Можно ли так ничего не видеть, ни о чем не думать, не видеть даже, что мы живем в карточном домике, что мы, власть, по воле Божьей устоим или падем вместе? Уберите епископов, уберите веру в истинную власть, исходящую от Бога! Уберите эту власть — и прощайте лорды, прощайте короли!

Я разрыдалась и вцепилась в молча стоящего рядом Роберта:

— Найдите Марпрелата! Если он и дальше будет марать прелатов, он вымарает все: и священников, и королей!


Его так и не поймали. Печатник под пыткой губ не разжал. Вот ведь упрямые безумцы эти пуритане! Но выборочные налеты на дома пуритан, преследование тех, кто звал себя «праведными», открыли нам их убежища, и мы наконец вырвали змеиное жало. После семи бурных выступлений, семи отдельных книжиц, каждая новая злоехиднее предыдущих, Марпрелата втоптали в землю, больше он ничего не писал. Но я приказала не ослаблять слежку. Головы и глаза гидры по-прежнему грозили мне и моему королевству. Они появлялись, появлялись отовсюду.

Ибо мельница измен в Дуэ вертелась непрерывно, и венец мученика оставался высшей наградой, какую Рим мог предложить юному семинаристу. Временами их пытались щадить — Рели велел не вешать одного священника в западных графствах, потому что этот малый жарко молился обо мне. Велел не вешать и вдруг понял, что негодник в свою последнюю земную минуту молил Бога вернуть королеву Англии в лоно католической церкви!

«Тут я сам вышиб из-под него лестницу, Ваше Величество! — мрачно сообщал он в письме. — Но, жалея его больше, чем гнусные паписты пожалели бы нас, я позволил ему висеть, пока не умрет, так что он не видел и не чувствовал, что проделывали с его потрохами и срамными частями, а другим пришлось».
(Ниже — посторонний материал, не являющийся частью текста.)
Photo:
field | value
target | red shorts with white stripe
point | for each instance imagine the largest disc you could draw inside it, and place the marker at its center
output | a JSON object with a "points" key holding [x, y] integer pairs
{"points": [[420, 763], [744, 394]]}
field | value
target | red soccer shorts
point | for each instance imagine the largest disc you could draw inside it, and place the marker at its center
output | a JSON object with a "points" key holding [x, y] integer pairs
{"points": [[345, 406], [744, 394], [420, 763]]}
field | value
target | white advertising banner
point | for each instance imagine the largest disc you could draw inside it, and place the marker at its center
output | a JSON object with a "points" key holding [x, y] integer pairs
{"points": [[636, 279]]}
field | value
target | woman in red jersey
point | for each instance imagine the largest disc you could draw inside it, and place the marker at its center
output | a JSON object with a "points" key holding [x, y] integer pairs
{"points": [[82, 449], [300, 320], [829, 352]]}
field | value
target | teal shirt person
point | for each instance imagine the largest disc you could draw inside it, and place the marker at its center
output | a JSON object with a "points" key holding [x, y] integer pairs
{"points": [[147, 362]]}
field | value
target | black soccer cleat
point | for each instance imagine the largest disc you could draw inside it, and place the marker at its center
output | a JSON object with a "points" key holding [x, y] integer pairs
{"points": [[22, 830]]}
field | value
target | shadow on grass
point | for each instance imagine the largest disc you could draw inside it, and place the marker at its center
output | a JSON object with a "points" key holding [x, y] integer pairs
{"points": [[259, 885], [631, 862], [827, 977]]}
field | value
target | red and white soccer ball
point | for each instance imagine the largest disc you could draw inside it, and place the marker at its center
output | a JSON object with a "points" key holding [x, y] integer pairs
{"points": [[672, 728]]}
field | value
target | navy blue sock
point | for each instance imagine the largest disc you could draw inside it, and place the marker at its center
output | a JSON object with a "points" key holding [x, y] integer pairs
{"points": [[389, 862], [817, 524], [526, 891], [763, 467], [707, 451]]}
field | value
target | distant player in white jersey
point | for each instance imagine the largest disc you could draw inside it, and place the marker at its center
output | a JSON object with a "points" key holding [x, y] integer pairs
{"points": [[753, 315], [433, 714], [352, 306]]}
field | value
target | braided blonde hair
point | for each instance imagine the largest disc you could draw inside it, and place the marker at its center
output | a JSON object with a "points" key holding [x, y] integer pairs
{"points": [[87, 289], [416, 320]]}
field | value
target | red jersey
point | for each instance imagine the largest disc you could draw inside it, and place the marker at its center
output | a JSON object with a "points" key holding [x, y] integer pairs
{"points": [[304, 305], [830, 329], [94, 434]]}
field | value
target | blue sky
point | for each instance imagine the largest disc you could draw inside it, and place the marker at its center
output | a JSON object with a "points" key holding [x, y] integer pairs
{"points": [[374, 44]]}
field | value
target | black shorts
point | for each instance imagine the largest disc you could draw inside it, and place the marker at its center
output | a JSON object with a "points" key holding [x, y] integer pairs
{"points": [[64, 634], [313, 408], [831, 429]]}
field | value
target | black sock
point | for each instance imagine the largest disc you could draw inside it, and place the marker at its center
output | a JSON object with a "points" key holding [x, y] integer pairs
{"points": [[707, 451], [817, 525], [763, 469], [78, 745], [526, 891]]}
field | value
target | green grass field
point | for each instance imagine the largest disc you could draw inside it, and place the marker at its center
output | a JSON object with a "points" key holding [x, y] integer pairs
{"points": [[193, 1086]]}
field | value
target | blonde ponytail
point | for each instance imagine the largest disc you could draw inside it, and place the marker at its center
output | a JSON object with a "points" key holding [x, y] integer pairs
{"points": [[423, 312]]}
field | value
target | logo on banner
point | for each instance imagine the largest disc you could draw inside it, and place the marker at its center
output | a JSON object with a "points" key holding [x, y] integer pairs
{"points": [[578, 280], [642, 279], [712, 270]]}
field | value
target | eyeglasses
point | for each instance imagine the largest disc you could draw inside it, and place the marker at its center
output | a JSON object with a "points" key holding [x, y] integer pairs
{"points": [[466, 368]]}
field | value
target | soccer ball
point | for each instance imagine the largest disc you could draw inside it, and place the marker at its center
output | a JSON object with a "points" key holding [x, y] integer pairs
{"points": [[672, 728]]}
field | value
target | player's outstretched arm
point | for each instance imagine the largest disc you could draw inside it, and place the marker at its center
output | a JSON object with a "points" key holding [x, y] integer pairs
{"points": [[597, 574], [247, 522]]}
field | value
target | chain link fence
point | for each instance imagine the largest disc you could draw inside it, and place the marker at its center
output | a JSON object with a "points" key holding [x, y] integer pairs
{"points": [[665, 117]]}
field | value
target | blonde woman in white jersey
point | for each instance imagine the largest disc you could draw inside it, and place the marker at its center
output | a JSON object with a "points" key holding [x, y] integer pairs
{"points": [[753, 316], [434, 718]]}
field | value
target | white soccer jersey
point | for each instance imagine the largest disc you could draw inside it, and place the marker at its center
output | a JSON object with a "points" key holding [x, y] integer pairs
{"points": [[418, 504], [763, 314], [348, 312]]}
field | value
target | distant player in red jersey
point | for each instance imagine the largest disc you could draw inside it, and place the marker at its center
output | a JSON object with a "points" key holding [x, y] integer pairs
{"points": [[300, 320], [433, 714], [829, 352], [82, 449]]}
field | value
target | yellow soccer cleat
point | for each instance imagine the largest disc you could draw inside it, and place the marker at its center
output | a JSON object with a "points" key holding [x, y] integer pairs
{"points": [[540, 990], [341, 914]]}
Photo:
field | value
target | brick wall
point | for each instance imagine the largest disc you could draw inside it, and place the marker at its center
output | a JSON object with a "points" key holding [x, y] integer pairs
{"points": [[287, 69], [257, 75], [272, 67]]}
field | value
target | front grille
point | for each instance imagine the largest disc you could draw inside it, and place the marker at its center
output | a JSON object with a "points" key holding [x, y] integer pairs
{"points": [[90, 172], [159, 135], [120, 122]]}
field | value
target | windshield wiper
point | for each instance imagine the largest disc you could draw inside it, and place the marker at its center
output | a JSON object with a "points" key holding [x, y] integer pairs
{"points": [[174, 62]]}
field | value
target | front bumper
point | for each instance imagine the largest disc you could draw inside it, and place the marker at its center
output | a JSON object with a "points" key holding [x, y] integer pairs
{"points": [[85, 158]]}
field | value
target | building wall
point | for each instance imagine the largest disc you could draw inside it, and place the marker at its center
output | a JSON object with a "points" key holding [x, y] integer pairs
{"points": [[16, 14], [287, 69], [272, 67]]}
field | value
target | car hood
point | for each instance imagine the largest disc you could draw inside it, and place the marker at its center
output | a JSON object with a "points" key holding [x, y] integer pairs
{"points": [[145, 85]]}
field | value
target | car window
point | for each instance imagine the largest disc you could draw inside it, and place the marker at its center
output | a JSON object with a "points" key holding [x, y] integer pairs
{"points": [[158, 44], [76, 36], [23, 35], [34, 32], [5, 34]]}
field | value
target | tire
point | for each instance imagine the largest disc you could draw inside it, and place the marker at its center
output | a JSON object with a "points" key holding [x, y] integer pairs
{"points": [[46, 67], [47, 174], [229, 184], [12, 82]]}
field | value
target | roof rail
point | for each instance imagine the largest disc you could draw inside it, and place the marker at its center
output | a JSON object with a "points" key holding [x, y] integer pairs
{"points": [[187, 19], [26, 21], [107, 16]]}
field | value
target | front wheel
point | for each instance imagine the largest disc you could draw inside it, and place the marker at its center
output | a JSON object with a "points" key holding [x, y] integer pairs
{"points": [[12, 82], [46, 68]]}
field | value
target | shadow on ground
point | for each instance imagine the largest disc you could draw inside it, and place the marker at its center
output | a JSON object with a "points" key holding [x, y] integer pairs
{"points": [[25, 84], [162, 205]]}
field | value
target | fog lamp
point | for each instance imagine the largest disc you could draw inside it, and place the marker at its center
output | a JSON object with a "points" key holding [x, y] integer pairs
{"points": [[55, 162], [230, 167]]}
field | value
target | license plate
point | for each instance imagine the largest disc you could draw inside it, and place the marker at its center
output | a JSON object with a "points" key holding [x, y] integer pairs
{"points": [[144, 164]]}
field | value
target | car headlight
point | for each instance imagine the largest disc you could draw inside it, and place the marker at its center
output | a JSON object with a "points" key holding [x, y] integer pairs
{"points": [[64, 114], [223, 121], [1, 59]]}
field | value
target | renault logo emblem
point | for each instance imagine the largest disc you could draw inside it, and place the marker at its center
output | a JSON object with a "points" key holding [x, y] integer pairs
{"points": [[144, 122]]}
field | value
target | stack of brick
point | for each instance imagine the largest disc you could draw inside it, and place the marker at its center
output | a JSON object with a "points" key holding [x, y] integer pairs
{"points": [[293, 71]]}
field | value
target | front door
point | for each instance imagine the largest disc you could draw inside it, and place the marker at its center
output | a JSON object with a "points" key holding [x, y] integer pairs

Что ж, все какая-то жалость, которую большинство упрямо отвергало. Особенно один — упрямец — не то слово. Но душа его была полна красоты…

Морозной ночью я дрожал среди сугробов снега.

Внезапный жар меня объял, в груди тепло и нега.

Взор поднял в страхе, посмотреть, что тут пылает рядом:

Младенец дивный, весь в огне, моим явился взглядам.

Он лил потоки слез, но огнь, которым он палим,

В потоке слез не угасал, а разжигался им.

«Увы, — сказал, — едва рожден, пылаю я в огне,

Но хладные сердца возжечь кому же, как не мне?

Как я пылаю ради вас в огне своей любви,

Купелью стану, чтобы всех омыть в моей крови».

С тем он исчез из глаз моих, растаяли слова.

Я вспомнил, что сегодня день Христова Рождества.

Кто бы подумал, что иезуит может носить в себе такое? Конечно, он не был обычным папистом, попом-исповедником, этот Роберт Саутвелл. Он назвал свои стихи «Горящее Дитя» и, томясь в Тауэре, рвался в огонь. Само собой, его не сожгли — он был не еретик, но предатель.

Мужественный. Хуже, чем Кэмпиона, пытали его, целых тринадцать раз. И душа его цвела в этом кровавом саду, изумляя видевших. Подобно Кэмпиону, он шел на смерть, как на свадьбу, светясь от радости.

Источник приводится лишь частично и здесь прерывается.